Went to the moratorium today, October 15, and was appalled at how many of the "town" came out to listen to the protests of the "gown." There were about 250-300 students scattered across the lawn, a small knot of laughing men across the street, and city photographers circling the crowd with cameras, maybe 10 representatives from outside Ricker. I longed to get up and tell them that they would change in ten or fewer years. Would they respond to a meeting when their boss told them they would be fired if they attended? If their wife said she'd leave them? If their in-laws threatened to take away the new home, given as a wedding present? If co-workers seemed inclined to laugh? If they were threatened with jail?
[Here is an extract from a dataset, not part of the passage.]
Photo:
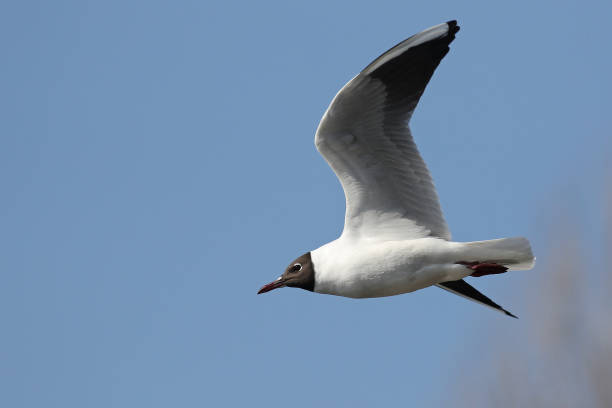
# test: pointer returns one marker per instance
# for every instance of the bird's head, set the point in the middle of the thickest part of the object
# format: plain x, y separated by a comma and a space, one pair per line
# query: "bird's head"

It was "the thing to do" now, but it might not be the thing to do when they graduate into the world, which is a far more diverse place than a college campus, where even some of the older people have an open-mindedness which would not be found on the streets of the general town. Keep it up, I wanted to tell them: the battle would get harder, not easier, and they would be discouraged at lack of progress, flattened by opposition and fines and jail sentences, but that was the time to continue what they had started here. I wanted to tell them this, but I was an outsider, and I was too close to tears when I heard that the reading of the list of dead had to stop because the reader had been overcome with tears, and he wanted others to come to the microphone to read the list, but no one volunteered, afraid to show their even-then popular emotions---as they would probably be afraid to show their feelings in later years. Somehow, each idealistic, working, seeking, striving, loving generation grows older, into the practical, graceless, beer-drinking, TV-watching, thoughtless older generation, stepped on once too often to try again, "wise in the ways of the world," which by the younger generation would be called "a cop-out," but they won't understand the NEXT series of generations, either. I guess I believe in change, but never as much change as is necessary, followed by disillusion, followed by misunderstanding of those who come after trying to do the very same things.